London Grammar à l’école des femmes

« Le groupe a besoin d’un leader et ce leader, ça doit être moi ». Cette phrase est extraite du mail que la chanteuse Hannah Reid a écrit aux deux autres membres de son groupe avant de poursuivre le travail entamé sur le précédent album, Truth is a beautiful thing.

Le formaliser ainsi auprès de ses deux amis, Dot Major et Dan Rothman, rencontrés dans les couloirs de l’université de Nottingham, n’a pas dû être chose aisée. Mais elle a été entendue et cette prise de pouvoir a eu des répercussions directes sur le son et l’identité visuelle de London Grammar en plaçant le chant et les textes au centre.

S’élever contre l’industrie sexiste

Californian soil est donc un album en nouveau terrain pour les Londoniens, en nouveau territoire, même, puisqu’il s’inspire ouvertement de l’Amérique, sur laquelle Hannah Reid posait son premier regard lors de la dernière tournée du groupe. Si le trio a rapidement rencontré le succès après sa formation en 2009, la chanteuse de 31 ans a récemment révélé avoir peiné à trouver sa place dans l’industrie très masculine de la musique, dont la misogynie a été pointée dans le sillage du mouvement #MeToo.

Hannah Reid fait donc aujourd’hui les comptes des attaques sexistes qui l’éreintent comme de la constante remise en question de sa légitimité, depuis l’ingénieur du son jusqu’au département costumes, qui lui suggère de porter des minishorts, mais pas à ses acolytes… Elle ose désormais montrer davantage sa vulnérabilité dans ses textes et dans sa voix, si aérienne qu’elle fait l’effet d’un voyage en ballon.

La force collective autour d’une voix puissante

Sur Lord it’s a feeling, elle évoque ainsi les relations amoureuses toxiques dans lesquelles elle voit ses amies et elle-même tomber sur une joyeuse touche électronique qui sert d’antipoison. Lose your head emprunte aux sonorités de la house music, mais garde un volume étouffé, tandis que la voix d’Hannah Reid occupe le devant de la scène.
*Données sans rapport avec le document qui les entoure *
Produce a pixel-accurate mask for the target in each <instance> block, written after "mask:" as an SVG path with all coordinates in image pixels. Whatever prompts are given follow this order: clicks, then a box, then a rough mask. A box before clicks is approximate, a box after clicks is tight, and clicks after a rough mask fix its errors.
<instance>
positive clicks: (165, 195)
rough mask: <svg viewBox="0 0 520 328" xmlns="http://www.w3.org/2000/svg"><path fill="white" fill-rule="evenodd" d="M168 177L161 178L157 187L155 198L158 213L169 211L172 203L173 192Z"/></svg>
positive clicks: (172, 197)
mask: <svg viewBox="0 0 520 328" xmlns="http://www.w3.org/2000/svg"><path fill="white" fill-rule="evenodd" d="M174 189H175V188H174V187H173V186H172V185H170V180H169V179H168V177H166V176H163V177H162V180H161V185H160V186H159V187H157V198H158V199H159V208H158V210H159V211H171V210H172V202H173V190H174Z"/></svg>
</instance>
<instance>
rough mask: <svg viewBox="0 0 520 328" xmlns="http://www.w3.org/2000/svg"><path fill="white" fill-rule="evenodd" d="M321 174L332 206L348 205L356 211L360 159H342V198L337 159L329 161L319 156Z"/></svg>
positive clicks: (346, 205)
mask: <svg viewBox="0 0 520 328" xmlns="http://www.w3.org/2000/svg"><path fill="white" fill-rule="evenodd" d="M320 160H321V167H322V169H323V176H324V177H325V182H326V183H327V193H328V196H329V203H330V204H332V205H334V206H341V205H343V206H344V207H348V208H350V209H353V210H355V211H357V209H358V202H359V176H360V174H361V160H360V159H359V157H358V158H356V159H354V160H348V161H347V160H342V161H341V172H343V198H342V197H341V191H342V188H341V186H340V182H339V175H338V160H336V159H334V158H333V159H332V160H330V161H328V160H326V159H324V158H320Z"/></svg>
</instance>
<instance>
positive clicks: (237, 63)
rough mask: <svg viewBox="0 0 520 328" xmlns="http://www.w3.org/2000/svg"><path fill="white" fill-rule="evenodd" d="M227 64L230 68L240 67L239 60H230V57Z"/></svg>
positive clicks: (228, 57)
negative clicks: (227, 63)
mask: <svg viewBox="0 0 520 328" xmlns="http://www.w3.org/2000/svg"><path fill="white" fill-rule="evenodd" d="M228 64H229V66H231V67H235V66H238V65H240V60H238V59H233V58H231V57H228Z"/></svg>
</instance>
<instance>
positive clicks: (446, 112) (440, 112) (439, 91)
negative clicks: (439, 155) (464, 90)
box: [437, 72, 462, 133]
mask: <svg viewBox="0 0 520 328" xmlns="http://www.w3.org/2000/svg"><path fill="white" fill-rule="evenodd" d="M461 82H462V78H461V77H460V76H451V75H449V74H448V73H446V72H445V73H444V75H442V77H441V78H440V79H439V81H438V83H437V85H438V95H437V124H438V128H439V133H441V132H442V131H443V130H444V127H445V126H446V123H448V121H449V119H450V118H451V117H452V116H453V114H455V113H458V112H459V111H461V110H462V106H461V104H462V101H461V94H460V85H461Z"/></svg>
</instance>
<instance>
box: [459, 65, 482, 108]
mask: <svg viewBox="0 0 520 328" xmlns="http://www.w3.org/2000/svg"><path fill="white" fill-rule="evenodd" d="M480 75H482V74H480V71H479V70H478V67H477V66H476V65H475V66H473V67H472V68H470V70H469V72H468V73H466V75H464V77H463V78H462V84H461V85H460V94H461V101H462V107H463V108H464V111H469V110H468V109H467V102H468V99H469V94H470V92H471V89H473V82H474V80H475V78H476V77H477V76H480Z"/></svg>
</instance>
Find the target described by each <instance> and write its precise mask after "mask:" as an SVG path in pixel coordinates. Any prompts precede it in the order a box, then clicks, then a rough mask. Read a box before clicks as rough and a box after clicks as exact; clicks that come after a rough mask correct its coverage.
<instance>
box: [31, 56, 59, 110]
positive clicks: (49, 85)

On se souvient d’un concert de London Grammar à la cathédrale américaine de Paris, où celle-ci rencontrait une acoustique parfaite. On renoue avec la même magie sur ce disque, où le désir de basculer dans un a cappella total n’est pas loin mais ne renonce finalement jamais à la force collective, qui s’incarne dans une synth-pop réconfortante.

(*)Californian soil de London Grammar (Because).

Cet article est initialement paru dans le n°824 de Marie Claire, daté mai 2021.